Le colloque commence par l’intervention d’Henry Laurens, professeur au Collège de France et titulaire de la chaire d’histoire contemporaine du monde arabe. Il rappelle les difficultés à nommer la guerre, un « complot » dont les Libanais ont été les victimes, « une guerre des autres » où ils ont été réduits au statut de simples instruments, ou encore « une guerre de 1000 ans », où ils sont les prisonniers d’une fatalité historique qui les dépasse. Reprenant les travaux de Kamal Salibi, Albert Hourani, Nadim Shehadi, Ahmad Beydoun, Samir Kassir et d’autres, il insiste aussi sur les visions contradictoires développées par les historiens partagés entre un Liban « lieu d’une symbiose grandissante entre les communautés » et un Liban lieu d’affrontement permanent entre les communautés.

Gregory Buchakjian, photographe et historien d’art, nous parle, lui, des « dernières nuits du Holiday Inn », marquées par une violence extrême.

Katia Haddad, professeur de littérature française à l’USJ, analyse « les enjeux du théâtre au Liban », de Chucri Ghanem au début du siècle dernier, à Wajdi Mouawad, en passant par Georges Schéhadé et Gabriel Boustany qui « utilisent des techniques modernes pour reprendre à leur compte la fonction cathartique à l’origine du théâtre grec ». 

Bruno Péquignot, sociologue, professeur des universités, entreprend lui de rechercher la mémoire collective dans le cinéma libanais en partant du film de Nadine Labaki Et maintenant on va où ?

Gérard Bejjani, professeur de littérature française et de cinéma à l’USJ se lance dans une réflexion intéressante sur « l’imaginaire du territoire » dans le cinéma du Moyen-Orient, dans laquelle il analyse les films de Berhane Alaouié, Ziad Doueiri, Randa Chahal Sabbag et d’autres.
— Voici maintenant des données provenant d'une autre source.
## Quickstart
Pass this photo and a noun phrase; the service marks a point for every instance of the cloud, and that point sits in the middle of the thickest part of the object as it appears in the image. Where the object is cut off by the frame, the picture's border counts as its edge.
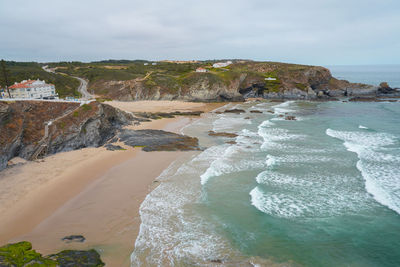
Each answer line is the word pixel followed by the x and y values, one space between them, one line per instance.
pixel 308 31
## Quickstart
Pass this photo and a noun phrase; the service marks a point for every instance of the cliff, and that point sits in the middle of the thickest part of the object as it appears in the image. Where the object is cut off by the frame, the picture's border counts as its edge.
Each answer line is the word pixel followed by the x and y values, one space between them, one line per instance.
pixel 128 81
pixel 34 129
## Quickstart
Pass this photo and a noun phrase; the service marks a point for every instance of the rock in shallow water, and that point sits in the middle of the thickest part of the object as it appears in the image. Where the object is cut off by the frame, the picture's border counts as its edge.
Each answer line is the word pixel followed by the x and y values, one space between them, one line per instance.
pixel 74 238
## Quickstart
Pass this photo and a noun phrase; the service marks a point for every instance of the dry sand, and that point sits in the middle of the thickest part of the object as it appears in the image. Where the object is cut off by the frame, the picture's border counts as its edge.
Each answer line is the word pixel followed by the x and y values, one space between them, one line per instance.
pixel 164 106
pixel 91 192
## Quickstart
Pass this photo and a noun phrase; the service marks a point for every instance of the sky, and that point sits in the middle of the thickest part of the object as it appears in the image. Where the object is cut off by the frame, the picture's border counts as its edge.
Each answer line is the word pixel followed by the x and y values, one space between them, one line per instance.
pixel 315 32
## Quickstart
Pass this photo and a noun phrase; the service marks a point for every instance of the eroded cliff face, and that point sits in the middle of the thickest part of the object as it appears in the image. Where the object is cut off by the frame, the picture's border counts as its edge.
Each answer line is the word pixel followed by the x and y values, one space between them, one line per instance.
pixel 235 83
pixel 23 127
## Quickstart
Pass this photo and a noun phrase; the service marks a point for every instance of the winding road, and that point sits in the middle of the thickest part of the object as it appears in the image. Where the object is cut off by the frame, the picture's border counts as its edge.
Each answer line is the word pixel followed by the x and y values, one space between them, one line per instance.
pixel 82 87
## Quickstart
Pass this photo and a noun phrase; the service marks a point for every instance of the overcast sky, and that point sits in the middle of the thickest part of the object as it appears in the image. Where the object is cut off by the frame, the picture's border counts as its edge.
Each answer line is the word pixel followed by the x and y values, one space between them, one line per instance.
pixel 324 32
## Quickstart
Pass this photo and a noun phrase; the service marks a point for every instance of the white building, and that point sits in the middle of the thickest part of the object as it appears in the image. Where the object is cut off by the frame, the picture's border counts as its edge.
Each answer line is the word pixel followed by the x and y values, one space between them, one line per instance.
pixel 31 89
pixel 222 64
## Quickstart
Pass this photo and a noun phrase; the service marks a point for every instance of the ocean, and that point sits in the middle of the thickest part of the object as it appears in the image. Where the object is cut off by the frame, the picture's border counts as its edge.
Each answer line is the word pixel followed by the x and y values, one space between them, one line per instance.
pixel 321 190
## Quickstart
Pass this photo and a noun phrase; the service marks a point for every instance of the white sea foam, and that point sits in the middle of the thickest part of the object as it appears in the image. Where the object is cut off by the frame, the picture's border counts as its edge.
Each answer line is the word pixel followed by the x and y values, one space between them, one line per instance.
pixel 169 234
pixel 229 123
pixel 290 197
pixel 229 160
pixel 282 108
pixel 270 161
pixel 273 137
pixel 377 166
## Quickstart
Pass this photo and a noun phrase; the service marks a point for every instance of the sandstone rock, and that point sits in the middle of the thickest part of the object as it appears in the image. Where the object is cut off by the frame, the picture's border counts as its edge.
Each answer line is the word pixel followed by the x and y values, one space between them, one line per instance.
pixel 112 147
pixel 74 238
pixel 235 110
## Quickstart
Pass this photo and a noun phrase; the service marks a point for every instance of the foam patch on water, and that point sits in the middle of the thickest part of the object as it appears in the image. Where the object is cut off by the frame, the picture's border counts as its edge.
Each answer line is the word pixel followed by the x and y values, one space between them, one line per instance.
pixel 229 123
pixel 377 165
pixel 274 137
pixel 282 108
pixel 295 198
pixel 170 233
pixel 230 160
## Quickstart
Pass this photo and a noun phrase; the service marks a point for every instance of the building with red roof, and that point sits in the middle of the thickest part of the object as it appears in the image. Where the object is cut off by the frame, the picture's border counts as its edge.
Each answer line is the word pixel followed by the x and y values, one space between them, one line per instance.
pixel 33 89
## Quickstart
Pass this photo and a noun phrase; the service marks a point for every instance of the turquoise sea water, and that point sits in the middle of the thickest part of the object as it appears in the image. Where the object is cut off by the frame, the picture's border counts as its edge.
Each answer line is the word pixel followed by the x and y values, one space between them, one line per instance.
pixel 372 74
pixel 323 190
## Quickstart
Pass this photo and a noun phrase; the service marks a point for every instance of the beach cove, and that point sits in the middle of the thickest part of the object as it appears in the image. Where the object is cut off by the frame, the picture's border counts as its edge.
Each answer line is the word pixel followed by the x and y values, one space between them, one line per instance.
pixel 91 192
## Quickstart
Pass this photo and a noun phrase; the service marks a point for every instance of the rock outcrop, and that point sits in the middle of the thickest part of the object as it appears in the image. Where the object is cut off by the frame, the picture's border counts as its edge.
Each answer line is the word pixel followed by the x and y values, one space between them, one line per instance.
pixel 236 82
pixel 25 129
pixel 158 140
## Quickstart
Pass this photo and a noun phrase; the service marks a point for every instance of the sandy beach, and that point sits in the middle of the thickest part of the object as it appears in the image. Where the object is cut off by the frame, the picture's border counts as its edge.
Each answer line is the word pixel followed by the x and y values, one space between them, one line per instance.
pixel 91 192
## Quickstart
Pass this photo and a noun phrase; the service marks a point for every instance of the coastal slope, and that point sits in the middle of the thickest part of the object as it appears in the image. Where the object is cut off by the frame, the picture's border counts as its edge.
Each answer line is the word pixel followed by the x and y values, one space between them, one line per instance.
pixel 200 81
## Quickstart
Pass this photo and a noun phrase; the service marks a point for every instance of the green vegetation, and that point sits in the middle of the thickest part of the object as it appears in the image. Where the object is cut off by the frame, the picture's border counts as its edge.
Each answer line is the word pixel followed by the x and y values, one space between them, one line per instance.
pixel 171 78
pixel 65 85
pixel 86 107
pixel 301 86
pixel 21 254
pixel 103 99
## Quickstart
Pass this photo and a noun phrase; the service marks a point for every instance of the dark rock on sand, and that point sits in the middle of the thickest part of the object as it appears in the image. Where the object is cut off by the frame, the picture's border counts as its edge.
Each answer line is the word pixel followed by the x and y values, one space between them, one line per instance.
pixel 74 238
pixel 158 140
pixel 235 110
pixel 231 135
pixel 112 147
pixel 364 99
pixel 386 91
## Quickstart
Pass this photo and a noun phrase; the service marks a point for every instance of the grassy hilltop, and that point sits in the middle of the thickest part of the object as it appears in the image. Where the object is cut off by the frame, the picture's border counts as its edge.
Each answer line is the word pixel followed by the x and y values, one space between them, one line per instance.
pixel 133 80
pixel 65 85
pixel 139 79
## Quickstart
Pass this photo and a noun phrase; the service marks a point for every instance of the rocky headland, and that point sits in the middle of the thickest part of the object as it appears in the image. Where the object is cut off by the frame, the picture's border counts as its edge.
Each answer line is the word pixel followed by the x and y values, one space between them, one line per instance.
pixel 134 80
pixel 34 129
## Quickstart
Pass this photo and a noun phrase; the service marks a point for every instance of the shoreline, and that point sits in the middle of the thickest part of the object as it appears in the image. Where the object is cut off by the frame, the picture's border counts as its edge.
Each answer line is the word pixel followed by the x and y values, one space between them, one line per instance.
pixel 87 192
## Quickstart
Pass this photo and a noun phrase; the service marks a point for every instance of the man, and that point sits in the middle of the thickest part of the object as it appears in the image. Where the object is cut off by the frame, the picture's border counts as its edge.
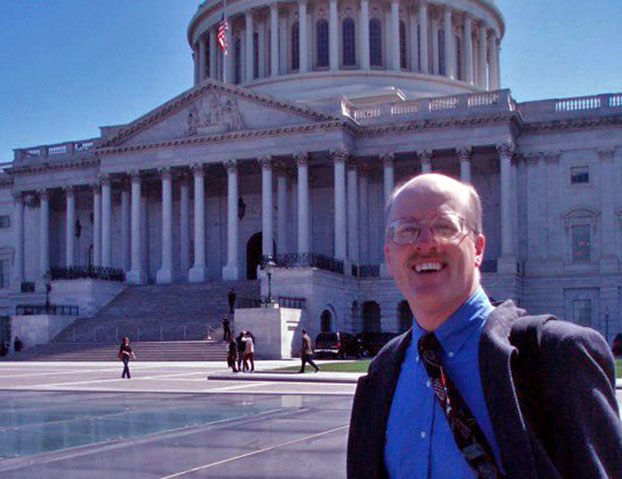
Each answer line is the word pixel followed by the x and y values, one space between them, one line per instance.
pixel 306 353
pixel 526 397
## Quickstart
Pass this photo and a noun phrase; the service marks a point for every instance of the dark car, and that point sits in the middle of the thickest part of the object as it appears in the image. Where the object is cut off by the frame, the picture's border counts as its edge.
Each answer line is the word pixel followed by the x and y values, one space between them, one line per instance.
pixel 336 344
pixel 371 343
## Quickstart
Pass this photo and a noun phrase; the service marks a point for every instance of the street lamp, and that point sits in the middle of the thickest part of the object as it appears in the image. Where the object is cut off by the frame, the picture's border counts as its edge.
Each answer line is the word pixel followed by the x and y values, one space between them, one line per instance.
pixel 269 266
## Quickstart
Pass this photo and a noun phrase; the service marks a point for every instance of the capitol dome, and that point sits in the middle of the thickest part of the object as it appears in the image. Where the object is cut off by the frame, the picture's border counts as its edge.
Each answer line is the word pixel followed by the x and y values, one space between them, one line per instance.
pixel 354 48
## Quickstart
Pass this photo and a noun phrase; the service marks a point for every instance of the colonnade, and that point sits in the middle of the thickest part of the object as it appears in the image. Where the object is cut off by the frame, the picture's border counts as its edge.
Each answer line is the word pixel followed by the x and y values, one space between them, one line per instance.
pixel 350 199
pixel 278 39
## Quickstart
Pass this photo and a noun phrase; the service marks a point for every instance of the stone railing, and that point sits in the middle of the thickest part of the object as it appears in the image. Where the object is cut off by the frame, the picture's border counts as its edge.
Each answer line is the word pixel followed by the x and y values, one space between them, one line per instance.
pixel 454 105
pixel 46 151
pixel 610 103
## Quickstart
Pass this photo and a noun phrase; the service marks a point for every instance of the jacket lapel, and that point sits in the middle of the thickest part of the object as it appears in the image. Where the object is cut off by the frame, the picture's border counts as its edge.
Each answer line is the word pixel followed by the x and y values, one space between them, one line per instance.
pixel 495 359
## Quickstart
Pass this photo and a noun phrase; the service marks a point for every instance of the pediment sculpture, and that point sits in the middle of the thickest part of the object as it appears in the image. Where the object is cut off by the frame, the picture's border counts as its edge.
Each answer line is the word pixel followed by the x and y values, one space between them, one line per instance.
pixel 213 115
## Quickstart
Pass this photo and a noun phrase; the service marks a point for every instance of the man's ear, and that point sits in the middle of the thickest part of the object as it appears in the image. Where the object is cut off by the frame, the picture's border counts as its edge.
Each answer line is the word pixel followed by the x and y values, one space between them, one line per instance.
pixel 479 245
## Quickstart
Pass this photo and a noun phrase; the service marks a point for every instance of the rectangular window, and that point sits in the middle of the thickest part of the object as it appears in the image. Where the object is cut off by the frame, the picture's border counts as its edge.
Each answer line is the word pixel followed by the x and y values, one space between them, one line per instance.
pixel 5 271
pixel 579 175
pixel 581 244
pixel 582 311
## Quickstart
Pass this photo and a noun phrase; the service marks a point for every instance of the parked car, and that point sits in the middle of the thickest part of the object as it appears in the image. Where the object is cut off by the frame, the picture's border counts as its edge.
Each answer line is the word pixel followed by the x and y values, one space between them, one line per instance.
pixel 371 343
pixel 336 344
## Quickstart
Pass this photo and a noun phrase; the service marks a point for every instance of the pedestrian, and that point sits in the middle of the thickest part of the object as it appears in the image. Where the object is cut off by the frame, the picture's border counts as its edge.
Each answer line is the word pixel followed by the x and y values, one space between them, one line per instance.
pixel 241 348
pixel 125 353
pixel 232 354
pixel 231 297
pixel 249 351
pixel 306 353
pixel 473 390
pixel 226 327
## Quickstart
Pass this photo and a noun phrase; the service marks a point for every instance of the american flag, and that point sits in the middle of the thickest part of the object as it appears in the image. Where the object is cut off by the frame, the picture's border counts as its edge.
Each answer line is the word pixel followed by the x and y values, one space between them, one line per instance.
pixel 223 28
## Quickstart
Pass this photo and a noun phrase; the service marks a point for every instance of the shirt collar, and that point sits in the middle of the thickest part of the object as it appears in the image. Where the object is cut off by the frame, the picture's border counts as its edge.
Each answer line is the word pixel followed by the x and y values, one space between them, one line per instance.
pixel 458 328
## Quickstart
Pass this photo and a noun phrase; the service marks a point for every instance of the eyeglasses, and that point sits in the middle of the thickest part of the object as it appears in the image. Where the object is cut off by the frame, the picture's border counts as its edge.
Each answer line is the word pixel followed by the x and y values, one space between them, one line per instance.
pixel 445 229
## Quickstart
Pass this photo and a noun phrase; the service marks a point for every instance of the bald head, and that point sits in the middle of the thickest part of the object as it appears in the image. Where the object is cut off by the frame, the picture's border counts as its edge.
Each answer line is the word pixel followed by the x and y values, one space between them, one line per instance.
pixel 437 183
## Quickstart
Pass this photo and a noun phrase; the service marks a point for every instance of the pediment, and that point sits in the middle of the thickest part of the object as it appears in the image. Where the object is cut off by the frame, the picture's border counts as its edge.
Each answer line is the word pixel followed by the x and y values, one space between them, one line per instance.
pixel 214 108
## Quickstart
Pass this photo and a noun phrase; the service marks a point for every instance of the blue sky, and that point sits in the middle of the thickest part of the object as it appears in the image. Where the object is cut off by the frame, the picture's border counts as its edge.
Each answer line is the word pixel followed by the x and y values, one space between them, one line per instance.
pixel 70 66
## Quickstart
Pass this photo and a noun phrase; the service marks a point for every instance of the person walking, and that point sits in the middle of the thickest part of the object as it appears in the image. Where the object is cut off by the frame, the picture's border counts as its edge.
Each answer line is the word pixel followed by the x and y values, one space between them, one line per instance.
pixel 125 353
pixel 306 353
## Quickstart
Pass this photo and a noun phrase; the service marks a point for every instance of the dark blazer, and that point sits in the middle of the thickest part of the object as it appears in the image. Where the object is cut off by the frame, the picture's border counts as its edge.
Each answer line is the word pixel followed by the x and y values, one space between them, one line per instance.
pixel 566 424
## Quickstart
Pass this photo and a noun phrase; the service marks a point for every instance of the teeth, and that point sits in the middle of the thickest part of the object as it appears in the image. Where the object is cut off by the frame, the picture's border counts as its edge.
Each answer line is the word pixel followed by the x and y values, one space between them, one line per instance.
pixel 428 267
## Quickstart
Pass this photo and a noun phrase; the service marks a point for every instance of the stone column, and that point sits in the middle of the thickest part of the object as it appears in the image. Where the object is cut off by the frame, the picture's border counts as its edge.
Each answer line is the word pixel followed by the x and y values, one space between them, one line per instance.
pixel 423 37
pixel 70 222
pixel 248 40
pixel 106 221
pixel 339 158
pixel 281 206
pixel 274 39
pixel 609 259
pixel 464 155
pixel 125 227
pixel 18 219
pixel 468 49
pixel 97 225
pixel 333 36
pixel 202 55
pixel 450 50
pixel 304 243
pixel 303 36
pixel 353 214
pixel 426 161
pixel 507 261
pixel 364 39
pixel 230 271
pixel 198 272
pixel 481 78
pixel 44 228
pixel 184 226
pixel 165 273
pixel 395 34
pixel 136 275
pixel 213 52
pixel 267 236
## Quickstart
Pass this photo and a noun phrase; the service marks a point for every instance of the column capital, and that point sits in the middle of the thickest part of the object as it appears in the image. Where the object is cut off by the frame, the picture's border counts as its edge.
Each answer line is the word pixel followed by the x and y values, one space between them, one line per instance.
pixel 265 162
pixel 387 159
pixel 301 158
pixel 231 166
pixel 464 153
pixel 339 155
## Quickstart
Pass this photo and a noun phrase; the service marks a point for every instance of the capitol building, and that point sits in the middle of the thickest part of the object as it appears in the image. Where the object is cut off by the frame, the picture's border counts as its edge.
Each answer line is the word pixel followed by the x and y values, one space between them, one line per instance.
pixel 288 147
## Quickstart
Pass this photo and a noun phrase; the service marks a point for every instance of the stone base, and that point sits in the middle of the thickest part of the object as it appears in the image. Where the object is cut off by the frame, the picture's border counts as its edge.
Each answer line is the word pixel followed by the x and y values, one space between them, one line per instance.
pixel 164 276
pixel 136 277
pixel 197 274
pixel 230 273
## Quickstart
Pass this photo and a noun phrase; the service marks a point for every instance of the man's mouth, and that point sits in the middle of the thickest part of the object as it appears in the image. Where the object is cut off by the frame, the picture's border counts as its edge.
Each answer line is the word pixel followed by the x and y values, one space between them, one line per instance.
pixel 428 267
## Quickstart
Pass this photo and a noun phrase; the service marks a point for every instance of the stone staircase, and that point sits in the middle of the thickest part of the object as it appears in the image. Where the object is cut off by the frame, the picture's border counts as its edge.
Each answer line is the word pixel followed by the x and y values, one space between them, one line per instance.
pixel 144 350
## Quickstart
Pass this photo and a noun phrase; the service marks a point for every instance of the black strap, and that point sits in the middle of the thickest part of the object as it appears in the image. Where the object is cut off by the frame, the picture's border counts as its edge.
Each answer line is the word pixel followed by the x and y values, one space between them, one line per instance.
pixel 467 433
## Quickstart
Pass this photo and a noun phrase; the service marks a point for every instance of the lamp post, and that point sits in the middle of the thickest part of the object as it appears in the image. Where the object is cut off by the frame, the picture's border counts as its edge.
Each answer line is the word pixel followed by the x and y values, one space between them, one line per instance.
pixel 269 266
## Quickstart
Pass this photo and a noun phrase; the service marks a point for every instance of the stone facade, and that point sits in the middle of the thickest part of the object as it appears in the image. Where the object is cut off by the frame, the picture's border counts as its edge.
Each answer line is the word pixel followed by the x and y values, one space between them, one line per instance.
pixel 296 163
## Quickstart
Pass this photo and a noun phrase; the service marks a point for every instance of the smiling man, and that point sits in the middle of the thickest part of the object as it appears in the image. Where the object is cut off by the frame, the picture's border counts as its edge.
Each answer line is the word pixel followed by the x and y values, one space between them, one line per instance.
pixel 474 391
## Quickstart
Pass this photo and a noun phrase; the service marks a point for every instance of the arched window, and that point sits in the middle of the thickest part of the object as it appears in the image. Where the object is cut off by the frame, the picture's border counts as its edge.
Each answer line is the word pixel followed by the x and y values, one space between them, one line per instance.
pixel 237 74
pixel 322 43
pixel 349 42
pixel 402 45
pixel 295 47
pixel 375 43
pixel 441 52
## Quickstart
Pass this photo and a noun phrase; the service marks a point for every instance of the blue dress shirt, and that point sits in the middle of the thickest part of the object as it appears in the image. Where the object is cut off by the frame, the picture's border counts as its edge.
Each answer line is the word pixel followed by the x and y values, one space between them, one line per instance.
pixel 419 442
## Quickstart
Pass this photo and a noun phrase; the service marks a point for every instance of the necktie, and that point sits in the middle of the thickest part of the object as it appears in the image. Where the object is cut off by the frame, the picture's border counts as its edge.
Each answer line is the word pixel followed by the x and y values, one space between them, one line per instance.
pixel 467 433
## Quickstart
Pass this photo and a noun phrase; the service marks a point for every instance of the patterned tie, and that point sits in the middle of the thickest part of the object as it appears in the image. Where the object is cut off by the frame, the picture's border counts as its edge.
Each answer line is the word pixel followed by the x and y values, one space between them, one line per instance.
pixel 469 437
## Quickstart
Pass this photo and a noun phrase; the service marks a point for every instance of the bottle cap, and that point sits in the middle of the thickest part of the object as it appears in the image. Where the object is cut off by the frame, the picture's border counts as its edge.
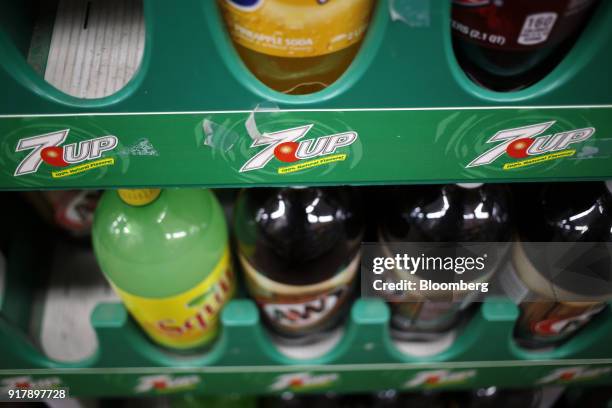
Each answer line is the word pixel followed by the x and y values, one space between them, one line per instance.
pixel 469 185
pixel 138 197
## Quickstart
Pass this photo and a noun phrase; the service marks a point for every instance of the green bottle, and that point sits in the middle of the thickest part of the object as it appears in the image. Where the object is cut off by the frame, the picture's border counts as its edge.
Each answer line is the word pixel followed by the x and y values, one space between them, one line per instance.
pixel 166 254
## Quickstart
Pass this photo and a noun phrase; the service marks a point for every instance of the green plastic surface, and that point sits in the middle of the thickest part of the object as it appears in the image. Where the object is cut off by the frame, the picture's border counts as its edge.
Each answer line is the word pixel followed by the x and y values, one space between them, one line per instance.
pixel 417 116
pixel 141 249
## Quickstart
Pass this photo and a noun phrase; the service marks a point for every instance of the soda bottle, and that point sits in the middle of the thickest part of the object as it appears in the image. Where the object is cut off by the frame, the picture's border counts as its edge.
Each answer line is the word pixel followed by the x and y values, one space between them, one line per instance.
pixel 508 45
pixel 297 46
pixel 70 210
pixel 166 254
pixel 449 214
pixel 569 224
pixel 299 250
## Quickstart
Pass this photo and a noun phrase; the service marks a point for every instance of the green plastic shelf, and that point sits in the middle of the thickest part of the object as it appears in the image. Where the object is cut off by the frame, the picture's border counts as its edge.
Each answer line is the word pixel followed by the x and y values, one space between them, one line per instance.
pixel 365 358
pixel 410 113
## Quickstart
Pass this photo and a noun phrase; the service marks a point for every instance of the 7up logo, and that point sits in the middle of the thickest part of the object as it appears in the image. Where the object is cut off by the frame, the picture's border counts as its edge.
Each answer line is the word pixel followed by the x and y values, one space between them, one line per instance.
pixel 283 145
pixel 47 148
pixel 524 142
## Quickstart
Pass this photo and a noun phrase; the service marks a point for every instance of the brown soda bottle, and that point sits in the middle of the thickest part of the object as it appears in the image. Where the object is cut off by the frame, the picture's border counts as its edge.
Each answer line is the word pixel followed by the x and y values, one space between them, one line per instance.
pixel 299 250
pixel 453 213
pixel 297 46
pixel 507 45
pixel 562 260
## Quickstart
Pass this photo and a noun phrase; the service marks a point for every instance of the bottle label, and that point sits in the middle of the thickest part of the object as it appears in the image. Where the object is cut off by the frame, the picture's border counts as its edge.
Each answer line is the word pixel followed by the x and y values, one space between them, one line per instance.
pixel 296 28
pixel 542 318
pixel 295 309
pixel 518 25
pixel 189 319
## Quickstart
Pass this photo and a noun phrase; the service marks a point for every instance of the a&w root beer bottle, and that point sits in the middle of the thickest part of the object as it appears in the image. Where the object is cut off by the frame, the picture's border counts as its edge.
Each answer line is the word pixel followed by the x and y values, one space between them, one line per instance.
pixel 299 250
pixel 449 214
pixel 562 260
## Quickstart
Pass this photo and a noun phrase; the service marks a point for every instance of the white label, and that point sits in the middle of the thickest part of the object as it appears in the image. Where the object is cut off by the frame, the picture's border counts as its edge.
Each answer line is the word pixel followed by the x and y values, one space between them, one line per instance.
pixel 537 28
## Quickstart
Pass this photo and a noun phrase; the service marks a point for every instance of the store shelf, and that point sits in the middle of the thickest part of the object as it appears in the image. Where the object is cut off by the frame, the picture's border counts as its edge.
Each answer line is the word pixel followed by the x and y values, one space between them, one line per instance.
pixel 413 114
pixel 364 358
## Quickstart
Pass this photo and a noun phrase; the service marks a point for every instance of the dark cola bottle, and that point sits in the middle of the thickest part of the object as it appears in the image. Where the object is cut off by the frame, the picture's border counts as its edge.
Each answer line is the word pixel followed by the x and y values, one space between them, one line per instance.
pixel 299 250
pixel 507 45
pixel 443 214
pixel 562 260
Il parle de « l’idéologie du territoire », protecteur, mais aussi réducteur, et analyse toutes les formes de frontières, territoriale, religieuse, mentale, avant d’aborder « l’imaginaire de la trouée », trouée conciliatrice, empathique, transgressive…

Deux interventions sont consacrées à l’œuvre de Lamia Joreige Beyrouth, Autopsie d’une ville, qui est une installation multimédia présentée dans plusieurs musées et galeries dans le monde, une œuvre qui « montre la trace de l’histoire et non l’histoire elle-même, non le coup, mais la blessure ».
Dans « Pour une lecture de la ruine », Nayla Tamraz analyse, à travers les œuvres de Rabee Jaber, Jalal Toufic et Graziella Rizkallah Toufic, Beyrouth, la ville déchirée par la guerre, Beyrouth, l’ancienne cité phénicienne et romaine évoquée par les ruines récemment mises à jour, mais aussi Beyrouth, cette « nouvelle cité qui ne présente plus aucune ressemblance avec elle-même ».

Ce colloque sur la mémoire est important pour nous aider à remettre de l’ordre dans notre rapport à la guerre, allant du principe qu’une nation qui se refuse à affronter son passé risque d’être condamnée à le revivre. La répétition, de 1975 à aujourd’hui, des mêmes expériences, sous des appellations différentes, est là pour le montrer.

Reste évidemment à déterminer comment doit se faire ce travail de mémoire de manière à éviter de raviver des plaies en partie cicatrisées et permettre de comprendre ce qui est arrivé pour en tirer les leçons nécessaires.


 
 
 
BIBLIOGRAPHIE
Littérature, art et monde contemporain : récits, histoire, mémoire de , sous la direction de Nayla Tamraz, Presses de l’Université Saint Joseph, 2015, 290 p.